Colecionei alvoradas de todas as cores
as quais ficaram esquecidas na memória.
Perdi os fios das recordações
que apodreceram com o tempo
como os fios de uma tarrafa.
Hoje o lago me chama
e não respondo.
As madrugadas não significam mais nada para mim:
sou apenas lembranças.
Tarrafa do tempo
Não consigo libertar-me desta tarrafa
sou um peixe prisioneiro
condenado
a viver preso na
tarrafa do tempo
a lembrar
coisas que não devia
sonhos mortos
olhos parados
paixões pisadas
caminhos sem rumo
rostos exauridos
passos estancados
mortos queridos.
Tento abrir um orifício nesta tarrafa,
mas os anos me fizeram crescer
e meu crescimento é a garantia da prisão.

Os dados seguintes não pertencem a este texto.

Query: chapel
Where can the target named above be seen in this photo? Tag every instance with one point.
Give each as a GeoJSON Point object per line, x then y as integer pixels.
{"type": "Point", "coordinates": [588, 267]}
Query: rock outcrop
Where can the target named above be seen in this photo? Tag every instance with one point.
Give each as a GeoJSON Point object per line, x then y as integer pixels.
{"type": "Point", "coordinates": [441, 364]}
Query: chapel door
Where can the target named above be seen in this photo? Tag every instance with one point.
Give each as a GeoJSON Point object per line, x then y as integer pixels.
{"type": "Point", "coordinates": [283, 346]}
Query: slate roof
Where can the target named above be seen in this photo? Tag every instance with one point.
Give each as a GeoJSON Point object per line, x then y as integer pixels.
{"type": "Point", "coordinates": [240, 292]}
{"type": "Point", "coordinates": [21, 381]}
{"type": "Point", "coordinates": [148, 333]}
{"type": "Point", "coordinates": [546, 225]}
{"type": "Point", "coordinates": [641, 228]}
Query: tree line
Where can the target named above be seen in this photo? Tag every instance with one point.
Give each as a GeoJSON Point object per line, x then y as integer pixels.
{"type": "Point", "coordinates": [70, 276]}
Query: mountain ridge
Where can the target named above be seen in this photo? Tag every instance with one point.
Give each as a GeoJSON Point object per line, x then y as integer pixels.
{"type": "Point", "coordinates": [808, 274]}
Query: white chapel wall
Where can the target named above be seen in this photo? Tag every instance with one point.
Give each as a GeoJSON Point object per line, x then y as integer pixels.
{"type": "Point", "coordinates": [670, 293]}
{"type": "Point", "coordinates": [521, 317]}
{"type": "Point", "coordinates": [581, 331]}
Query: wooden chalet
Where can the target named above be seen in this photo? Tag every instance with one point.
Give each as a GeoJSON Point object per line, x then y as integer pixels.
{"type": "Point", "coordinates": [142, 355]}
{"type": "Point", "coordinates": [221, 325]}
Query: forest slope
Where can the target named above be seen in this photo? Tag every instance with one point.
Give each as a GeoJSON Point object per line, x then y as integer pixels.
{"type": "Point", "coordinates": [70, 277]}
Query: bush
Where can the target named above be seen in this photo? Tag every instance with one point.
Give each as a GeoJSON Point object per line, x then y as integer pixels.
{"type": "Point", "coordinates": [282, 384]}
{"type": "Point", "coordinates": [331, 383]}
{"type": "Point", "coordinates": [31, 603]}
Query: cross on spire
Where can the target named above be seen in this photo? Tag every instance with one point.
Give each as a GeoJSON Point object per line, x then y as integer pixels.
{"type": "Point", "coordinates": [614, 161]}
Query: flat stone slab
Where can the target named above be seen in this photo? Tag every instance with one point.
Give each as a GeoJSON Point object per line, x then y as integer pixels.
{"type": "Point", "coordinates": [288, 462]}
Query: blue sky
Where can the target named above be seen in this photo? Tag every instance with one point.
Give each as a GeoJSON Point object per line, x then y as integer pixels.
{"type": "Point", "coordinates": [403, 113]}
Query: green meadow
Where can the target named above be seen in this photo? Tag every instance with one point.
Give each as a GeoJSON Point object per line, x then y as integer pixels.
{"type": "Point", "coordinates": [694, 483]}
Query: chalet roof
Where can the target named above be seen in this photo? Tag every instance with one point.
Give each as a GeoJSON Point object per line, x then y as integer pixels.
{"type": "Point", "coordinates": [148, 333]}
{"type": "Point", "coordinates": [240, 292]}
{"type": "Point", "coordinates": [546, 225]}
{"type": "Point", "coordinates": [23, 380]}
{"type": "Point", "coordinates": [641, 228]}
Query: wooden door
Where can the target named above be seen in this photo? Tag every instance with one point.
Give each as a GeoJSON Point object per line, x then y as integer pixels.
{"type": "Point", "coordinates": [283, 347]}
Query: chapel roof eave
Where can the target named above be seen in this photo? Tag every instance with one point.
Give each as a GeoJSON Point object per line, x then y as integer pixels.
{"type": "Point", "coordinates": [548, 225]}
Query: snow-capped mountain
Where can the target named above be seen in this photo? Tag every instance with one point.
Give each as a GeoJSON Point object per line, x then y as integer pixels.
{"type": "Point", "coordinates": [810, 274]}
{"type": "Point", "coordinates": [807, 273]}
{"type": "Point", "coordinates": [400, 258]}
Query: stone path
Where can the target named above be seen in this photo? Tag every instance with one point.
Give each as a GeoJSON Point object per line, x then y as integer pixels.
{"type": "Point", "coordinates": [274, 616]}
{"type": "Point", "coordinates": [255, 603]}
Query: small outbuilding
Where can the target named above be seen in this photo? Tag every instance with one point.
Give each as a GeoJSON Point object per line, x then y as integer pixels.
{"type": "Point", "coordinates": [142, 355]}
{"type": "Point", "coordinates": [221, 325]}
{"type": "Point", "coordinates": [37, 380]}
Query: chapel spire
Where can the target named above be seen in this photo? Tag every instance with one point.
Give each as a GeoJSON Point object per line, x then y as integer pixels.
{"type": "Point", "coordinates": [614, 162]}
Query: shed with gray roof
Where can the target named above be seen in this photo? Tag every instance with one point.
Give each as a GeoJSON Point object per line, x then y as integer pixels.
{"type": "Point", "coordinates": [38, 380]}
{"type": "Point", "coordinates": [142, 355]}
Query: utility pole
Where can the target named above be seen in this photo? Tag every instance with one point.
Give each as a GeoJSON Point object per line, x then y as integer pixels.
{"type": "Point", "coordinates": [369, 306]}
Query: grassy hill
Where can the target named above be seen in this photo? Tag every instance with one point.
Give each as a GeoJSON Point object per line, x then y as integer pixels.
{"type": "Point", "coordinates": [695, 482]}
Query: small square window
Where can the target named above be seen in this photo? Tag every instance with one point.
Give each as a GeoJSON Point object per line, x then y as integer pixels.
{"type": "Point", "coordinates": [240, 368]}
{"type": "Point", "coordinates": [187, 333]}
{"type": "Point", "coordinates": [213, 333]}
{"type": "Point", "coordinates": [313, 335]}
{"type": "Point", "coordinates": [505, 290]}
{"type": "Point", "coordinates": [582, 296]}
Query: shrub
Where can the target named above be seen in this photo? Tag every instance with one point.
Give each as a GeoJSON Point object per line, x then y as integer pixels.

Quanto mais anos acrescento
mais a tarrafa me prende
com a certeza de que
nunca fugirei.
Pescador de memórias
Minhas memórias não precisam da madeleine de Proust,
porque elas têm em que se inspirar,
onde se acomodar
e reproduzir.
Minhas memórias descem as ladeiras da cidade
com as enxurradas das chuvas
e vão todas para o lago.
Ali podem ficar uma eternidade
até serem pescadas.
Se busco um detalhe,
uma lembrança bem pequena, uma piabinha,
uso um anzol,
o anzol longo e bem feito que meu pai fazia,
mas se quero um montão de coisas,
se quero abarrotar uma canoa de lembranças,
lanço uma tarrafa no lago.
Eu sou um pescador de memórias.
2.
DO LIVRO E O TEMPO LARGA O RELÓGIO A GALOPE PELOS PRADOS
Metamorfose
Me desconstruo
e me dissolvo
para nascer de novo.
Talvez assim
alguma coisa aconteça
no meu horóscopo.
negação
infância?
que infância?
saudades da aurora do poeta?
só na vida dele.
a minha não teve aurora
começava às seis da tarde
ouvindo o gemido da cigarra
para alegria dos noctívagos errantes
ruminava inveja dos
que podiam afrontar
o mundo com poemas de liberdade
dos que não eram asmáticos
fraquinho
remédios
vaporub no peito
vaporub na garganta
vaporub no nariz.
não, nem saudades nem nada
absolutamente nada
queimei tudo da memória
daquela infância cinzenta
e simplória.
Depois que li Agualusa
depois que li Agualusa em
[sua crônica semanal
depois que li Agualusa
desejei ser uma estaca de matar
vampiro.
Mas o que disse Agualusa
de tão sério assim?
Disse que a poesia, a boa poesia,
é uma estaca de madeira no coração da maldade.
A pedreira
quebro palavras em
pe da ços
com a fúria de um
tornado.
reúno cacos de
letras
para encontrar a palavra
perfeita
e não consigo. onde está a
palavra
que persegue minha
paciência?
Percorri
como um cigano
todos os cantos do mundo,
imigrante sem rumo
satélite sem algoritmos
barco sem rota.
analisei mapas de todas as épocas, tudo
à procura de um lugar
para viver.
passados longos anos
me encontro no marco da partida.
ponho tudo numa garrafa
e atiro às ondas do mar.
3.
INÉDITOS
Al di là
carreguei pedras e estrelas
envolvi-me com fe
ras e dilúvios
até me perder nu
ma esfera de mil voltas
hoje já não sei de onde
vim e até aonde chega
rei nadando no mar negro
das ambiguidades.
Na Amazônia
naquela imensidão de cores sobrepostas
cada árvore é uma árvore e uma voz
que fala com suas irmãs
que dialoga com os pássaros
que acalenta a natureza
com poemas verdes
densamente verdes
e grita quando o fogo se aproxima
e emudece quando morre.

***
Paulo Rodrigues, entrevistador, é poeta e jornalista, autor de A claridade da gente (Penalux, 2023) e Cordilheira (Pautá, 2024), entre outros livros importantes e premiados.